# Diy drift cutters



## 1132le (Feb 23, 2017)

1/8 x 1 1/4 x 72 inch flat steel 11 bucks HD
1 can de1620 6 bucks
Had the primer and clear and hardware on hand
hard to paint when ts 30 out run into garage paint 1/2 of it hang in kitchen to dry 3 coats of each

got the idea from coby7
wanted to be able to Mount led pods on the cross bar
22x28x22 gives 13 inch cutters in front of the bucket on a 28 inch


17 bucks total


As you can see i get drifts by that fence
after 2 storms great for eod banks


----------



## clifish (Oct 4, 2018)

nice


----------



## cranman (Jan 23, 2016)

great work.....


----------



## tdipaul (Jul 11, 2015)

.
nice

wont catch your pants on them with the crossbar there

.


----------



## RedOctobyr (Mar 2, 2014)

Very nice, they look great! Nice work.


----------



## notabiker (Dec 14, 2018)

Nice, I probably would have made the top bar horizontal as I'm anal like that and have came to drifts and EOD piles that were near 4' tall and had to drive the blower with the bars almost on the ground to get the bucket high enough to chew through the hardened crust. Or bite in then take a shovel and knock the tunnel roof down! That was in Northeastern North Dakota where the wind never stops and I'd get huge drifts, and the town would plow the whole street to my side as mine was the only driveway on the block.. Man what a pain the town plow drivers are!


----------



## RedOctobyr (Mar 2, 2014)

Getting the top parallel to the ground would have made bending it trickier. But it'd be easy with a saw and a welder. You could also cut off just the top area, and bolt it to the uprights, oriented so it's facing the way you want. Perhaps you could even bend (twist) that top bar, so that at least most of it would be parallel to the ground.


----------



## 1132le (Feb 23, 2017)

notabiker said:


> Nice, I probably would have made the top bar horizontal as I'm anal like that and have came to drifts and EOD piles that were near 4' tall and had to drive the blower with the bars almost on the ground to get the bucket high enough to chew through the hardened crust. Or bite in then take a shovel and knock the tunnel roof down! That was in Northeastern North Dakota where the wind never stops and I'd get huge drifts, and the town would plow the whole street to my side as mine was the only driveway on the block.. Man what a pain the town plow drivers are!

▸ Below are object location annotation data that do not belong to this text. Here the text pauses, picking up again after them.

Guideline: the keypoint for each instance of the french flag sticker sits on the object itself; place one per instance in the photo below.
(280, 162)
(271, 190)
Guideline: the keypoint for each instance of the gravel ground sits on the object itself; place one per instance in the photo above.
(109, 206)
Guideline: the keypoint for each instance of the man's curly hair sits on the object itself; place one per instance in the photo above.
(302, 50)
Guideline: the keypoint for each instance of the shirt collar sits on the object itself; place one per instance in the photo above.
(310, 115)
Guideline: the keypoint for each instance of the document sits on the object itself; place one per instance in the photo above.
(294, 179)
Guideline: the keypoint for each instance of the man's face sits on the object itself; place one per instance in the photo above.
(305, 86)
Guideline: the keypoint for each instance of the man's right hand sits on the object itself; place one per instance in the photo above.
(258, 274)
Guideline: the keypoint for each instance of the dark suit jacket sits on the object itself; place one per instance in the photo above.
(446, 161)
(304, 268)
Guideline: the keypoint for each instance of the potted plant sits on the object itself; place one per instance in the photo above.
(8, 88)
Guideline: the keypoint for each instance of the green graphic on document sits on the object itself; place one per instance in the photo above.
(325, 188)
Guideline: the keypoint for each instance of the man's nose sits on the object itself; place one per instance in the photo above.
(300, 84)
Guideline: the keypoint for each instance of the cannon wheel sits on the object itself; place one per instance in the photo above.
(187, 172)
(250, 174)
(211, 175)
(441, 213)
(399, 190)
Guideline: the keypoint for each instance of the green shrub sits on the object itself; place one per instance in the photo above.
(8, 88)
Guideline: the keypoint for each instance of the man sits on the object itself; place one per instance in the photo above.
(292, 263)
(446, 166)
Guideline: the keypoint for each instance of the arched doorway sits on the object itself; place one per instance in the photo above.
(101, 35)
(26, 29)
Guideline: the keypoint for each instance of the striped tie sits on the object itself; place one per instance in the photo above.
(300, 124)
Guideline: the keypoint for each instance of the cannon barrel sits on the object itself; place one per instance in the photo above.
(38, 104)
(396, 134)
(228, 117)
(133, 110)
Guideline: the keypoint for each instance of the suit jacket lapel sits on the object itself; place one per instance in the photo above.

I did not want it straight across as it will hopefully slice from the front if i go in straight


----------



## Kiss4aFrog (Nov 3, 2013)

I made some out of 3/8 square tube but I like your idea better as I have caught myself on mine a coupe times. Next set I will either go with your design or make sure they fold down when not needed or putting into storage for the summer.
I didn't paint them to match. Used a high visibility orange paint and stainless hardware. Couple of reflectors don't hurt either :wink2:

.


----------



## notabiker (Dec 14, 2018)

1132le said:


> I did not want it straight across as it will hopefully slice from the front if i go in straight


That's what I meant, with the flat part of the bar on the horizontal, not vertical, should slice that way.


----------